Die ersten blutigen hundert Jahre des Islam

Heftig wird darüber gestritten, ob der Islam zu Europa gehört. Der Islamwissenschaftler Lutz Berger untersucht jene dunkle Epoche, in der Mohammed eine neue Religion formte und die ersten Kalifen herrschten. Obwohl der Autor faktenreich und kritisch den Forschungsstand resümiert, beantwortet Berger die eingangs erwähnte Frage leider nur bruchstückhaft und widerspruchsvoll. Das erste Drittel des Buches widmet er dem Christentum der römischen Kaiserzeit, denn der Islam sei in der "spätantiken Welt verankert" gewesen. Lebten Christen, Juden und Muslime in einem historischen Umfeld?
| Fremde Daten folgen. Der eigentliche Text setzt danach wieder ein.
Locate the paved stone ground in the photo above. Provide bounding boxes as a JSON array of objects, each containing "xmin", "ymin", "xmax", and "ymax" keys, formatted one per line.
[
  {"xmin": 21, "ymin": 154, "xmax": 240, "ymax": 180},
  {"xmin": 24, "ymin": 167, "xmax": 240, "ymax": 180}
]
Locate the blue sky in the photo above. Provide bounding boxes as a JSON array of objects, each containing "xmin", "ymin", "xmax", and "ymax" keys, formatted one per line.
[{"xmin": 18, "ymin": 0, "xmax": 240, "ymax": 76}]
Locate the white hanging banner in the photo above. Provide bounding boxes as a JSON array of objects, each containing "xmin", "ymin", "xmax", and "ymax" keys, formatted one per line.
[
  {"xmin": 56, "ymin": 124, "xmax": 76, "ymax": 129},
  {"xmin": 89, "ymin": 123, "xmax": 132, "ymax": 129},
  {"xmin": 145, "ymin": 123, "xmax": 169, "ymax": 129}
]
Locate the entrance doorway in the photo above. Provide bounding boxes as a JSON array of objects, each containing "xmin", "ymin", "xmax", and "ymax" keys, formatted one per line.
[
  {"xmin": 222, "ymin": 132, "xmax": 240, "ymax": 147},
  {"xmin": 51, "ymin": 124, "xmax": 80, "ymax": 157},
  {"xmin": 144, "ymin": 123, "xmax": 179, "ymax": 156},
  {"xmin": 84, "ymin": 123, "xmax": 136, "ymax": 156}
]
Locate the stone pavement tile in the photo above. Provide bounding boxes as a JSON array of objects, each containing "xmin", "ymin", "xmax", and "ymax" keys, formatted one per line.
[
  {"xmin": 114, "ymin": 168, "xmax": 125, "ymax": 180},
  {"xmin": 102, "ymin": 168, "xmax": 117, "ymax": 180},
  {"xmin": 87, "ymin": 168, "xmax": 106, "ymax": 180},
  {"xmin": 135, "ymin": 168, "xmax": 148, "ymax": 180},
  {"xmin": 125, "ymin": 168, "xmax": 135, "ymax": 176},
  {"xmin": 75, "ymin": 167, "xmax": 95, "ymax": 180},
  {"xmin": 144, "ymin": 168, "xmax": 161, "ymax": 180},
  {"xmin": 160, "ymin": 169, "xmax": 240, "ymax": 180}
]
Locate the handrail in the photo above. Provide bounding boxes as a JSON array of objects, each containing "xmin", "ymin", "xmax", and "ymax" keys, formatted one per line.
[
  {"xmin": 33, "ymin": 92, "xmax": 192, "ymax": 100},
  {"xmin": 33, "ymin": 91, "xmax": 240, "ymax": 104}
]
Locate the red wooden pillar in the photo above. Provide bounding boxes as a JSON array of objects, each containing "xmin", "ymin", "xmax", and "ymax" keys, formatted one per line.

Berger selbst korrigiert diesen missverständlichen Ansatz. Zwar hat Mohammed viele Stellen der Bibel in die neue Lehre eingebaut, aber trotzdem ein unabhängiges religiöses Werk geschaffen, das die arabischen Stämme vereinigte. Nun handelten die Sippen, "die sich nie zuvor als politische Einheit wahrgenommen hatten, als Gläubige gemeinsam" und attackierten Byzanz, das Perserreich und Europa.

Höchste Autorität erlangte Mohammed, der Widersacher militärisch bekämpfte, dank seiner Feldherrnkunst. In Medina lebende Juden ließ er großenteils ausrotten. Bereits die frühen Muslime, so Berger, "bildeten eine Herrenschicht", die "Ungläubige" diskriminierte.

Nach dem Tod des Propheten 632 eroberten arabische Truppen ein riesiges Imperium; im 8. Jahrhundert wehte die grüne Fahne von Spanien bis Westasien. Berger rühmt die "logistischen Fähigkeiten" der Gotteskrieger; auch die Kollaboration lokaler Gruppen in vielen okkupierten Ländern sei zu berücksichtigen. Ohne den religiös fundierten Kult der Gewalt hätte jedoch der Islam schwerlich den halben Erdkreis bezwungen.

Hingegen hat das Christentum aufgrund einer langen Missionierung durch das Wort obsiegt. "Islam" bedeutet "Unterwerfung"; der Muslim gehorcht dem Koran wie einem Gesetz und kennt nicht die Freiheit des Gewissens. Mohammed hielt Gott für unergründlich und weit entfernt; nichts gleicht der spätantiken Christologie oder gar der Scholastik. Dieser systematisch-analytische Vergleich der Religionen fehlt dem Buch.

Lutz Berger: Die Entstehung des Islam. Die ersten hundert Jahre. C. H. Beck, 334 S., 26,95 Euro.